अष्टाविंशतिकृत्वो वै वेदो व्यस्तो महर्षिभिः वैवस्वते ऽन्तरे तस्मिन् द्वापरेषु पुनः पुनः
aṣṭāviṃśatikṛtvo vai vedo vyasto maharṣibhiḥ vaivasvate 'ntare tasmin dvāpareṣu punaḥ punaḥ
In that Vaivasvata Manvantara, in the Dvāpara ages again and again, the great seers arranged and re-divided the Veda—twenty-eight times in all.
Sage Parāśara (teaching Maitreya)
Speaker: Parasara
Topic: How many times the Veda has been divided within the Vaivasvata Manvantara and in which yuga
Teaching: Cosmological
Quality: authoritative and enumerative
Creation Stage: Manvantara
Yuga: Dvapara
Manvantara: Vaivasvata
Concept: Because beings’ capacities change by yuga, the seers repeatedly re-arrange the Veda in Dvāpara to safeguard dharma and intelligibility.
Vedantic Theme: Dharma
Application: Approach śāstra with humility and appropriate methods (study aids, commentaries) suited to one’s era and capacity.

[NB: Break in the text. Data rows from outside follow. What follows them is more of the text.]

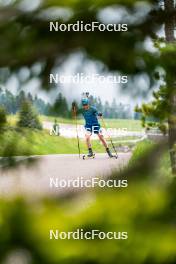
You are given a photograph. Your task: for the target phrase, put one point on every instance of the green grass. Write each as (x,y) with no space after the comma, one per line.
(26,142)
(163,169)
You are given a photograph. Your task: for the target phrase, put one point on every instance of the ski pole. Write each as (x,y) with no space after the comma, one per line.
(76,124)
(104,124)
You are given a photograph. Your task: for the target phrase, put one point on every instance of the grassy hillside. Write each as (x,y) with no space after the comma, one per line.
(29,142)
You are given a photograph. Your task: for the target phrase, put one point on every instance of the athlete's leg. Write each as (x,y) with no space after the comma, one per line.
(101,137)
(88,140)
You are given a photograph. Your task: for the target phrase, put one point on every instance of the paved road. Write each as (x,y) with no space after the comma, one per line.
(69,131)
(34,181)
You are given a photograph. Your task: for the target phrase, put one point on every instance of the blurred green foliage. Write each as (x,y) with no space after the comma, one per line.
(146,210)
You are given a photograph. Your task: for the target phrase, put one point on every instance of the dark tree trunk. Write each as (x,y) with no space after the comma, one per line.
(169,32)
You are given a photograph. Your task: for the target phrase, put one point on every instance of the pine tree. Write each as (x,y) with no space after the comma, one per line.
(28,116)
(162,110)
(3,117)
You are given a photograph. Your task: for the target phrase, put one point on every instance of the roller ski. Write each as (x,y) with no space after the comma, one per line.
(90,155)
(111,156)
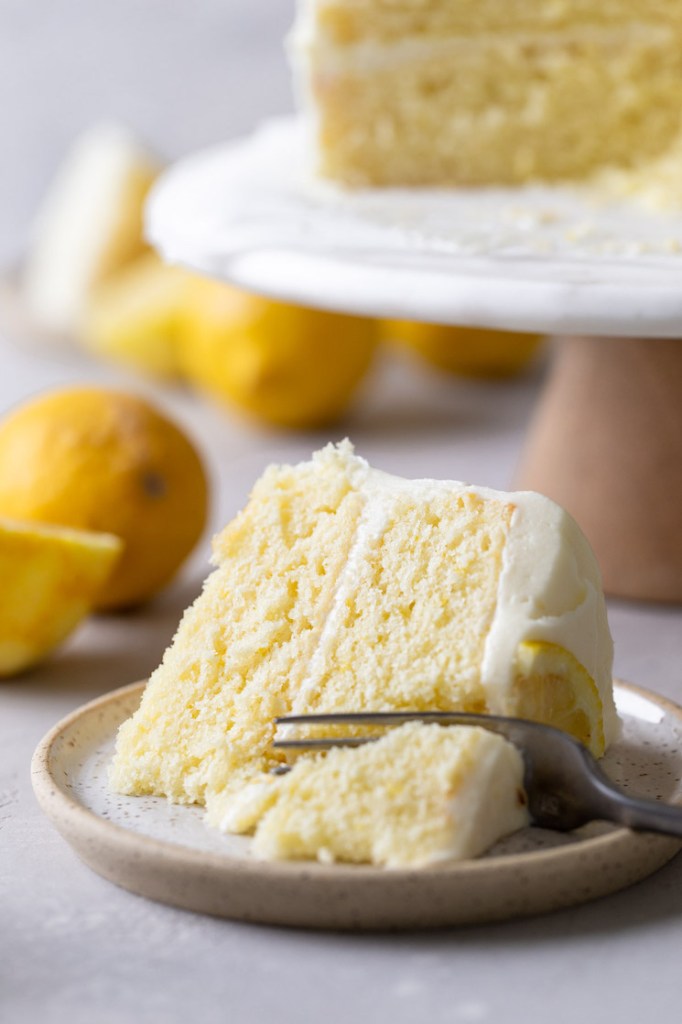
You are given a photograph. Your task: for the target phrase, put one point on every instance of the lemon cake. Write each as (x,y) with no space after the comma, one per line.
(419,795)
(343,588)
(466,92)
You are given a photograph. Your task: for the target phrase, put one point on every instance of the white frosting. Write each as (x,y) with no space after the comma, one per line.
(549,588)
(486,806)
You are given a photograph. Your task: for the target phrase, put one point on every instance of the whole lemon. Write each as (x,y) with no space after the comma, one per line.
(100,460)
(465,350)
(285,365)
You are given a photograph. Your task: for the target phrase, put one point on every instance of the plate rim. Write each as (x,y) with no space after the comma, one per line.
(56,803)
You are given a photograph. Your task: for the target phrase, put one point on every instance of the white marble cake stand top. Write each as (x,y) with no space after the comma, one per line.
(542,258)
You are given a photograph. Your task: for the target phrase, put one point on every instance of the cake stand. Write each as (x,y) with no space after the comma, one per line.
(604,274)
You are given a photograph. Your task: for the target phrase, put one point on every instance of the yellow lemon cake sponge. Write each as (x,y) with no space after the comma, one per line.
(466,92)
(343,588)
(420,794)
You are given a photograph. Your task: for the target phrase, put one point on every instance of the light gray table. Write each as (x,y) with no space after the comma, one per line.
(73,948)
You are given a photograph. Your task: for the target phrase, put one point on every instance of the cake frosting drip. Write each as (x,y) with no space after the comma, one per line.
(549,589)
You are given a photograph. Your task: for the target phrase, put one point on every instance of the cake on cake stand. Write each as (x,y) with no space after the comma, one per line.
(606,440)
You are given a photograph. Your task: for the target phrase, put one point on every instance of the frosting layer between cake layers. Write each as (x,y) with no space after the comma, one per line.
(489,92)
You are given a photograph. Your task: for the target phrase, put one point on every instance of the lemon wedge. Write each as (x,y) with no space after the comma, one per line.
(136,315)
(465,351)
(551,686)
(50,578)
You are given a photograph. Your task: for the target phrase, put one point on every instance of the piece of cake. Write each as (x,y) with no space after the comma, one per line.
(420,794)
(342,588)
(467,92)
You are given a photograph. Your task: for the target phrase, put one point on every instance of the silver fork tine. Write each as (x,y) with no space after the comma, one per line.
(564,784)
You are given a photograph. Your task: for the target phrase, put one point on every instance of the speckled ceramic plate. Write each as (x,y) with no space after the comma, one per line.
(166,853)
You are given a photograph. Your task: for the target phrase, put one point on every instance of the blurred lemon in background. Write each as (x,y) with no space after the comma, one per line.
(50,580)
(285,365)
(99,460)
(89,224)
(464,350)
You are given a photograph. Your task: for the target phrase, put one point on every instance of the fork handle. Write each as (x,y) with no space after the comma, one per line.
(645,815)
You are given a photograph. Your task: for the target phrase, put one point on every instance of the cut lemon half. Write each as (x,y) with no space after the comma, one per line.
(50,578)
(551,686)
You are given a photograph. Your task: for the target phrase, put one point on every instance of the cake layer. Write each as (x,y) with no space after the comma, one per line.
(347,22)
(343,588)
(491,93)
(242,648)
(419,795)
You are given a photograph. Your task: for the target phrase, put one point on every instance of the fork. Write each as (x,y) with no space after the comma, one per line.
(564,784)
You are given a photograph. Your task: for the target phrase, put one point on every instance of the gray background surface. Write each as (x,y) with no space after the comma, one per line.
(73,948)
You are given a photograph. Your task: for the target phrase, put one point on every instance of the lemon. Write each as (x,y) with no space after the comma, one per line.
(50,578)
(285,365)
(105,461)
(135,317)
(464,350)
(551,686)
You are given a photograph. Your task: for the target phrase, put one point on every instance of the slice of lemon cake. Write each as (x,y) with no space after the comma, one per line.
(488,91)
(339,588)
(420,794)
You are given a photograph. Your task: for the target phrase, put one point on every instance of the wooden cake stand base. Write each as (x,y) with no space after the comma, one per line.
(606,443)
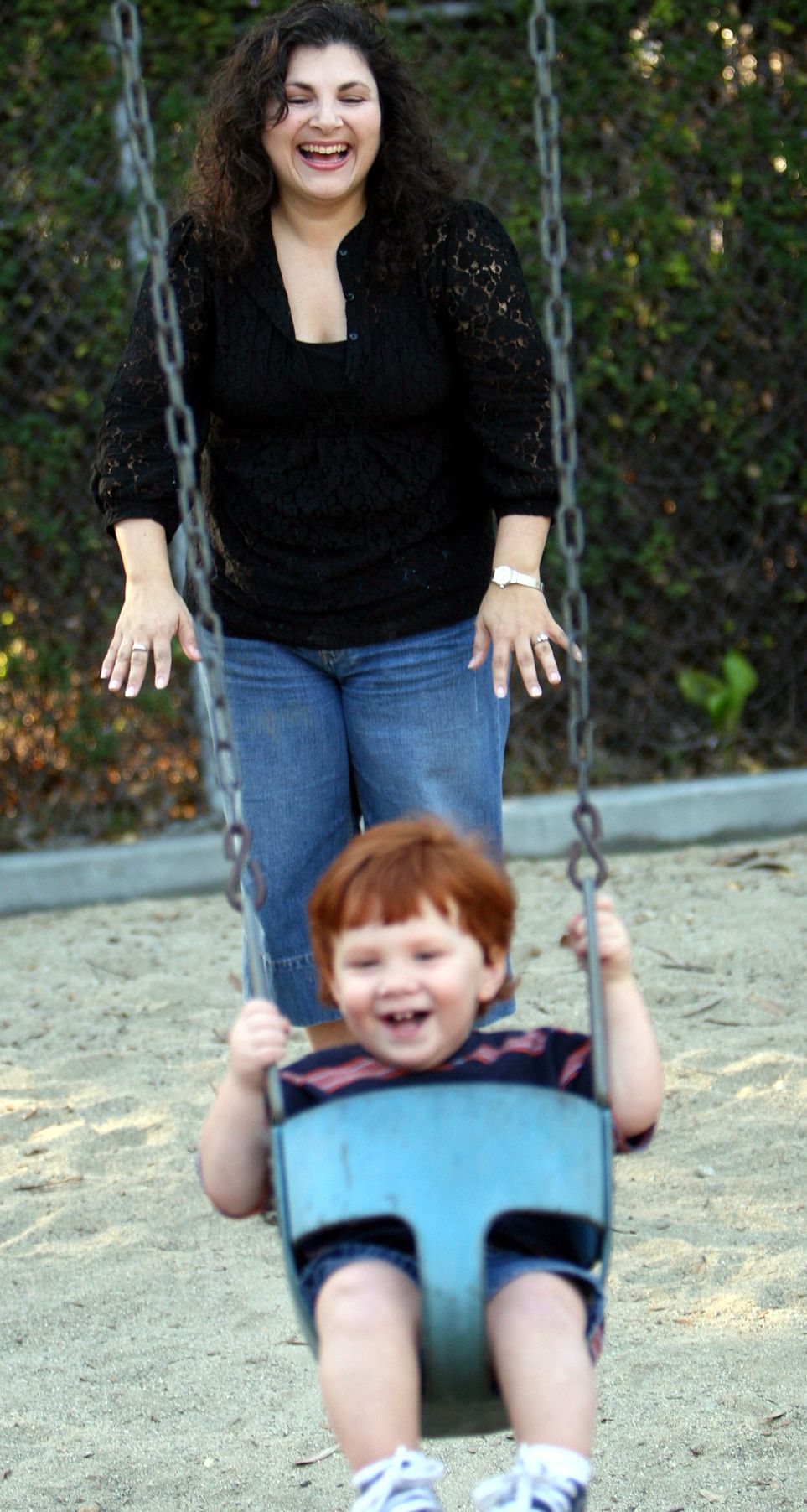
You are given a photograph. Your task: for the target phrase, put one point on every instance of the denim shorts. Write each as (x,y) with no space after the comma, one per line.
(330,738)
(502,1266)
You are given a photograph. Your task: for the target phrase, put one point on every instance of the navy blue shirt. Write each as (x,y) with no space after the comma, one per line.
(545,1057)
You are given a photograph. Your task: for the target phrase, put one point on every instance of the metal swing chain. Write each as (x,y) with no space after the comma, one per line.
(558,327)
(182,436)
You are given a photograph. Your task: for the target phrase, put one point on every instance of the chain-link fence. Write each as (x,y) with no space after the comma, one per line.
(684,131)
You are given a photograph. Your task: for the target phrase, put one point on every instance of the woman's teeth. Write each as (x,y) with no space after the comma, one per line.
(323,152)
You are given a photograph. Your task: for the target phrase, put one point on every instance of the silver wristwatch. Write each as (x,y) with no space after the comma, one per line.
(505,575)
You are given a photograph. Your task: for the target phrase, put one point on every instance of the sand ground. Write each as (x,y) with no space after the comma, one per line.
(150,1354)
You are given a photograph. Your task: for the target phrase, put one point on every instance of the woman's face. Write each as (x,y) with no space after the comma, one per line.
(327,142)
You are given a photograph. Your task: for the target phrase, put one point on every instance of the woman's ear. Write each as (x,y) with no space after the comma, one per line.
(494,971)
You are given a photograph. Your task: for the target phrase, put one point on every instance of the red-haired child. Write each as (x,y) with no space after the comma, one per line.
(410,930)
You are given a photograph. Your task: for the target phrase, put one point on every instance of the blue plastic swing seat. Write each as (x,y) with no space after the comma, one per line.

Vishishtadvaita: The Lord’s governance of time includes provisioning accessible revelation for souls (cit) within the world (acit), indicating purposeful divine immanence in history.
Vishnu Form: Narayana
Bhakti Type: Shanta
This verse ties sacred history to cosmic time: within the Vaivasvata Manvantara, the Veda is repeatedly reorganized in each Dvāpara age, showing how dharma is maintained across recurring cycles.
Parāśara presents it as a recurring necessity of the yuga-cycle: in Dvāpara Yuga, great seers systematize the Veda again and again so that knowledge remains workable as human capacity declines over time.
Even when not named in the verse, the Purāṇic framework assumes Vishnu as the supreme governor of cosmic order—Vedic preservation and yuga-structured renewal operate within his sustaining sovereignty over time and dharma.